The non-ergot derived dopamine agonist quinagolide in prevention of early ovarian hyperstimulation syndrome in IVF patients: a randomized, double-blind, placebo-controlled trial

Affiliations
Randomized Controlled Trial

The non-ergot derived dopamine agonist quinagolide in prevention of early ovarian hyperstimulation syndrome in IVF patients: a randomized, double-blind, placebo-controlled trial

Cristiano Busso et al. Hum Reprod. 2010 Apr.

Abstract

Background: Ovarian hyperstimulation syndrome (OHSS) seems to be induced by the ovarian release of vascular endothelial growth factor (VEGF), which increases vascular permeability. Dopamine agonists inhibit VEGF receptor phosphorylation and thereby decrease vascular permeability.

Methods: A randomized, double-blind, placebo-controlled, multicentre study assessing three oral doses (50, 100, 200 microg/day) of the non-ergot derived dopamine agonist quinagolide started on the day of human chorionic gonadotrophin (hCG) and continued for 17-21 days without dose-titration in comparison to placebo in preventing moderate/severe early OHSS (onset < or =9 days after hCG administration) in 182 IVF patients with > or =20 but less than 30 follicles > or =10 mm.

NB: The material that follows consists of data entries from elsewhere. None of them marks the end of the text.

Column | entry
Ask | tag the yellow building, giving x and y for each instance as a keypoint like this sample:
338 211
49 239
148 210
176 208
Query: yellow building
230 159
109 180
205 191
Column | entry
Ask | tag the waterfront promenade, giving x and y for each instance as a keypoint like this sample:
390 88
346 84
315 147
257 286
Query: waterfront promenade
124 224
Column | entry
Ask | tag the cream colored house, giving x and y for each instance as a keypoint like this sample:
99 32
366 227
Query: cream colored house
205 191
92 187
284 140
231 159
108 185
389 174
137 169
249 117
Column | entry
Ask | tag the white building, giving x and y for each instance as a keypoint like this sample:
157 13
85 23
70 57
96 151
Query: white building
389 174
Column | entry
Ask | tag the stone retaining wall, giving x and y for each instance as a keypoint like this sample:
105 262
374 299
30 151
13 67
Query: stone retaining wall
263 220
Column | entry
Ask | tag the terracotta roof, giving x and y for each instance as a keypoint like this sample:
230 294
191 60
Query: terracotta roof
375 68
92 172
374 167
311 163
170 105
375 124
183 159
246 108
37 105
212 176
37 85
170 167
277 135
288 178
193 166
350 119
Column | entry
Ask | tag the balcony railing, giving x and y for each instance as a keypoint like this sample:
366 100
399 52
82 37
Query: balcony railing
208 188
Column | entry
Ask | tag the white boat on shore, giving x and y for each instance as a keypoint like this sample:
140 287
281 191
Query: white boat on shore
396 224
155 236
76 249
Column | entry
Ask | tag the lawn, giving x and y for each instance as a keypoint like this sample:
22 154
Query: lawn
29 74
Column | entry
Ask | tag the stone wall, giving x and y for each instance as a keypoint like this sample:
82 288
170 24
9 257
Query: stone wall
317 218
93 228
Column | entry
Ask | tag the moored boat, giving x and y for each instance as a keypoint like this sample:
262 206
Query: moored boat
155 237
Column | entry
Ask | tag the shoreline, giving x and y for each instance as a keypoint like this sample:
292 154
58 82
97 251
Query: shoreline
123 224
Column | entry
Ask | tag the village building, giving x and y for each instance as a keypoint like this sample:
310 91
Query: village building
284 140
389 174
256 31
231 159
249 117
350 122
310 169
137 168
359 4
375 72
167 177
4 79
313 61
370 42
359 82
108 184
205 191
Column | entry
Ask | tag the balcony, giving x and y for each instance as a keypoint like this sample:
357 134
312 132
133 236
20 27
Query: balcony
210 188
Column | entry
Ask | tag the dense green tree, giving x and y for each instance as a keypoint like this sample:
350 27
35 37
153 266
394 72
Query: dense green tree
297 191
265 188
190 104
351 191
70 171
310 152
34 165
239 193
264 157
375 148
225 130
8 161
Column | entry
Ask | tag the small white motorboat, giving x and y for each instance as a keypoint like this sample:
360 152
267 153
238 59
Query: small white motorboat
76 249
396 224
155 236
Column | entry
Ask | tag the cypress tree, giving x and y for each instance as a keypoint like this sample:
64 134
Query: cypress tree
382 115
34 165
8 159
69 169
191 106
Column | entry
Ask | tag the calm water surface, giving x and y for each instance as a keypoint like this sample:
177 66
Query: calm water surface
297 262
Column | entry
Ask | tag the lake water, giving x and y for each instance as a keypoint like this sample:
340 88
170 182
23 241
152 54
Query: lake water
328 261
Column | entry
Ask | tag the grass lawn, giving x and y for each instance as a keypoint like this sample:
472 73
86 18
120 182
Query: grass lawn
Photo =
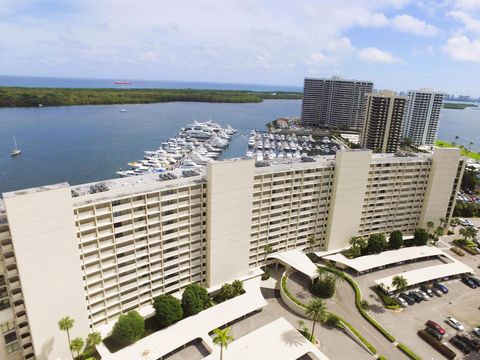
465 152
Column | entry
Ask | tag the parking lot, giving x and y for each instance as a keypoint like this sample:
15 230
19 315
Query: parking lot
461 302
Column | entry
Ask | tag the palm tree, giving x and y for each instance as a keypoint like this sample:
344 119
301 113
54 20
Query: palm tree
222 338
311 241
439 231
93 339
400 283
454 223
65 324
443 222
77 345
267 249
316 311
430 225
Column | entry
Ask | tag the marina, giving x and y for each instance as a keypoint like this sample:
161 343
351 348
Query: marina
266 146
195 145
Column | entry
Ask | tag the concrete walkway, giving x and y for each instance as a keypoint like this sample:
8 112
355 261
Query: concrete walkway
343 304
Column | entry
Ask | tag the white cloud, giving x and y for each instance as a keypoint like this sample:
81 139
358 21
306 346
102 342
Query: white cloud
412 25
375 55
461 48
470 23
467 4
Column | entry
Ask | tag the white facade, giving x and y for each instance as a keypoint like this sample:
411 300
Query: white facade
422 116
95 256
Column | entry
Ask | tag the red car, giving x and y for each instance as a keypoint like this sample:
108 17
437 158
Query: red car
435 326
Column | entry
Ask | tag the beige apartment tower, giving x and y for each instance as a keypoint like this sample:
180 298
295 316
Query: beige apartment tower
384 114
66 250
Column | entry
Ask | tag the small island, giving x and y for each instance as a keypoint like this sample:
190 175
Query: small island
458 106
34 97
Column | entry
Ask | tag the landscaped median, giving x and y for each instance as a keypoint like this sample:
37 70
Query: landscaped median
385 333
299 308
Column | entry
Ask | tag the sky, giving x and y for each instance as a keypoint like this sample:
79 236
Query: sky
397 44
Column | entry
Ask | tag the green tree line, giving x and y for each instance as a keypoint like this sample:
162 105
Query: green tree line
33 97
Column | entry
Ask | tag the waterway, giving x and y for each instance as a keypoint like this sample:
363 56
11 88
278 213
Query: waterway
80 144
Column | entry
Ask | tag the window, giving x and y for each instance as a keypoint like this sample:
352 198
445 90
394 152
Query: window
10 337
12 347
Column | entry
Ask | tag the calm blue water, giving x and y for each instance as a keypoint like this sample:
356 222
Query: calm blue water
32 81
81 144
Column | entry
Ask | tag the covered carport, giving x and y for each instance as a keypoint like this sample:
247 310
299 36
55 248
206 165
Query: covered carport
296 259
424 275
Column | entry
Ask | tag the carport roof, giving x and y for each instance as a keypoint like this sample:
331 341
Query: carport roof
277 340
298 260
429 273
368 262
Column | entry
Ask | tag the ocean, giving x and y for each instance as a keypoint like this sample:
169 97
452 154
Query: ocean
80 144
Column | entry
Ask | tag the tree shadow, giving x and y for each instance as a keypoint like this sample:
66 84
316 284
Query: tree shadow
377 309
293 338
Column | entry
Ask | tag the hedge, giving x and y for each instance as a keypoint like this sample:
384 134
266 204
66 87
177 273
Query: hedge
404 348
360 337
358 299
437 345
344 322
457 251
388 301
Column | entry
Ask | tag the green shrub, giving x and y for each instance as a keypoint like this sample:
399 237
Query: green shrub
194 299
376 243
359 336
395 240
406 350
420 237
168 310
323 288
358 298
129 328
388 301
437 345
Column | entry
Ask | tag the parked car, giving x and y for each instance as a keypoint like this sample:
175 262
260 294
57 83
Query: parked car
401 302
441 287
415 296
454 323
423 295
469 282
434 333
476 331
437 291
470 343
427 290
432 324
459 344
476 281
407 298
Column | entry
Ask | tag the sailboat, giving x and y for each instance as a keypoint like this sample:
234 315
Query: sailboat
16 150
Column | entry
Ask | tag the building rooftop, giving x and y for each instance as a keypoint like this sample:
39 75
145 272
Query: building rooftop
429 273
277 340
368 262
175 336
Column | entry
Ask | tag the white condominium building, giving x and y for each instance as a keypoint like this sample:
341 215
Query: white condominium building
422 116
94 252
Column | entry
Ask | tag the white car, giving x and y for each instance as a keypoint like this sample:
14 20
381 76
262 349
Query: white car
401 302
423 294
476 331
454 323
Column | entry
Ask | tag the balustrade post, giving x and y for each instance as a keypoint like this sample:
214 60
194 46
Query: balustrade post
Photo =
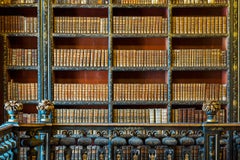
101 141
32 142
152 141
211 133
118 142
67 142
169 142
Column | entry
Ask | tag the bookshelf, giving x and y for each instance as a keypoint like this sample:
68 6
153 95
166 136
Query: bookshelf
121 60
20 54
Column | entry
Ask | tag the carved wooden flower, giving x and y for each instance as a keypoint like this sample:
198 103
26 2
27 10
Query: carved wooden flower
45 105
211 106
13 105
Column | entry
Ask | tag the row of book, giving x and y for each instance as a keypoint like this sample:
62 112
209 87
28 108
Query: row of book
27 117
22 57
18 24
199 58
140 58
199 25
192 115
62 115
81 2
141 1
80 57
139 92
199 92
199 1
142 153
160 153
87 25
80 92
22 91
148 115
78 153
17 1
140 24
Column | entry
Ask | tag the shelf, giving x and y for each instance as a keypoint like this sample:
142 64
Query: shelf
80 5
139 68
139 5
202 68
212 5
140 102
32 5
22 68
79 35
88 103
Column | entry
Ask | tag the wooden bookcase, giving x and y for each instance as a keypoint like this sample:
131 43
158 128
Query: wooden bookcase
121 60
130 51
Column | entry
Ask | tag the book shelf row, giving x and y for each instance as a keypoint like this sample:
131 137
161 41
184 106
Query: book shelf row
140 58
22 57
140 24
88 25
18 1
199 1
135 2
78 154
148 115
122 58
199 92
18 24
63 115
141 1
193 115
139 92
22 91
199 58
80 92
80 57
81 1
125 115
122 92
92 152
199 25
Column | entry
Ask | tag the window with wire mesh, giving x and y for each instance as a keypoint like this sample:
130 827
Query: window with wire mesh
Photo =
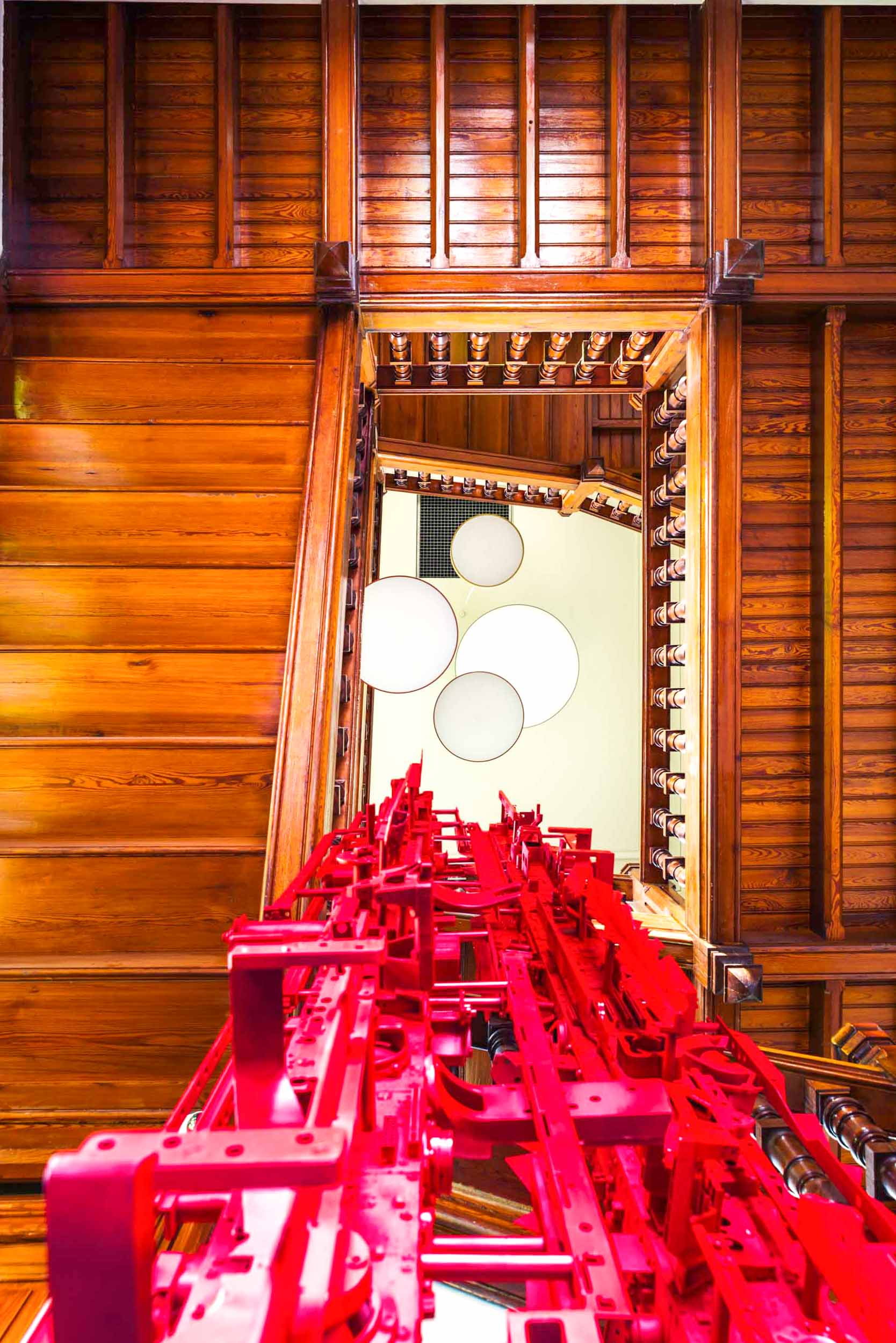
438 519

Results: The incidence of moderate/severe early OHSS was 23% (12/53) in the placebo group and 12% (6/51), 13% (7/52) and 4% (1/26) in the quinagolide 50, 100 and 200 microg/day groups, respectively. The moderate/severe early OHSS rate was significantly lower with all quinagolide groups combined compared with placebo [P = 0.019; OR = 0.28 (0.09-0.81)]. The incidence of ultrasound evidence of ascites among patients with no clinical pregnancy was significantly reduced from 31% (8/26) with placebo to 11% (8/70) with all quinagolide groups combined [P = 0.033; OR = 0.29 (0.10-0.88)], although there was no difference for those with clinical pregnancy. Quinagolide did not have a detrimental effect on pregnancy or live birth rates. The incidence of gastrointestinal and central nervous system adverse events increased with increasing doses of quinagolide.

Conclusions: Quinagolide appears to prevent moderate/severe early OHSS while not affecting treatment outcome. The effect is more marked in patients who did not achieve a clinical pregnancy. Quinagolide administered in high doses without dose-titration is associated with poor tolerability. ClinicalTrials.gov Identifier: NCT00329693.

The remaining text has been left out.